Qwen3Guard – A safety and protection model launched by Alibaba Tongyi

What is Qwen3Guard？

Qwen3Guard is the first safety-protection guardrail model in the Qwen family, launched by Alibaba’s Tongyi team. Built on the powerful Qwen3 architecture, the model is specially fine-tuned for safety classification tasks. It can efficiently identify potential risks in both user prompts and model-generated responses, and outputs fine-grained risk levels and classification labels.

Qwen3Guard comes in two specialized versions:

Qwen3Guard-Gen (Generative Version): Designed for safety annotation of offline datasets.
Qwen3Guard-Stream (Streaming Detection Version): Designed for real-time safety detection in online services.

Supporting 119 languages and dialects, Qwen3Guard provides comprehensive multilingual coverage, delivering precise and reliable safety assurance for AI interactions.

Qwen3Guard – A safety and protection model launched by Alibaba Tongyi

Main Features

Efficient Risk Identification: Accurately detects potential risks in user inputs and model outputs, providing fine-grained risk levels (Safe, Controversial, Unsafe) and classification labels (e.g., violence, illegal activity, sexual content).
Real-time Streaming Detection: Performs content moderation in real time as responses are generated word by word, ensuring safety without sacrificing response speed.
Multilingual Support: Covers 119 languages and dialects, enabling global deployment and cross-lingual applications with stable and high-quality safety detection.
Flexible Safety Policies: Introduces a “Controversial” label, allowing safety strategies to be flexibly adjusted. Depending on the scenario, controversial content can be dynamically reclassified as “Safe” or “Unsafe.”
Reinforcement Learning & Dynamic Intervention: Serves as a reward signal in reinforcement learning to enhance intrinsic safety, or instantly intercepts risky content during generation to ensure controllable outputs.

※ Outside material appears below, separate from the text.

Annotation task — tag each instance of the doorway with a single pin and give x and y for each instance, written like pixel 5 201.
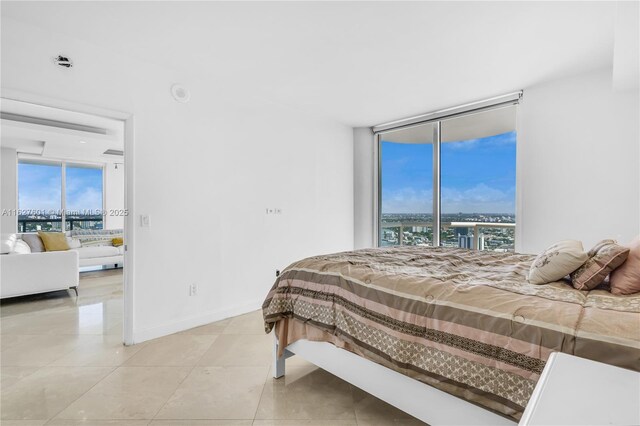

Technical Principles of Qwen3Guard

Architecture Design:
- Qwen3Guard-Gen: Built on the Qwen3 architecture, trained with Supervised Fine-Tuning (SFT), transforming safety classification tasks into instruction-following tasks to generate structured safety evaluation outputs.
- Qwen3Guard-Stream: Adds two lightweight classification heads to the final Transformer layer, receiving token-by-token outputs during generation to provide real-time classification results for streaming detection.
Data Collection & Annotation: Uses the Self-Instruct framework to synthesize diverse prompts, combined with human-written and model-generated responses. An automatic multi-model voting mechanism ensures data quality and consistent annotation.
Training Methods: Applies data rebalancing strategies to construct the “Controversial” label, adjusting the Safe/Unsafe ratio to approximate decision boundaries. Knowledge distillation is used to filter labeling noise and improve classification accuracy.
Real-time Detection Mechanism: With token-level classification heads, the system continuously monitors generation. Once risky content is detected, intervention mechanisms are triggered immediately to ensure safe generation.

Project Resources

Official Website: https://qwen.ai/blog?id=f0bbad0677edf58ba93d80a1e12ce458f7a80548&from=research.research-list
GitHub Repository: https://github.com/QwenLM/Qwen3Guard
HuggingFace Model Hub: https://huggingface.co/collections/Qwen/qwen3guard-68d2729abbfae4716f3343a1
Technical Paper: https://github.com/QwenLM/Qwen3Guard/blob/main/Qwen3Guard_Technical_Report.pdf

Application Scenarios

Content Moderation: Real-time detection and filtering of harmful information on social media and online forums to ensure content safety.
Intelligent Customer Service: Ensures that customer service systems do not generate inappropriate responses, improving user experience and protecting privacy.
Education: Prevents online education platforms and tutoring systems from producing misleading or inappropriate content, ensuring a safe and healthy learning environment.
Healthcare: Ensures that medical consultation and mental health support systems generate content aligned with medical ethics, avoiding potential harm to users.
Government & Public Safety: Detects and flags potential security threats in public information in real time, ensuring government communications comply with laws and regulations.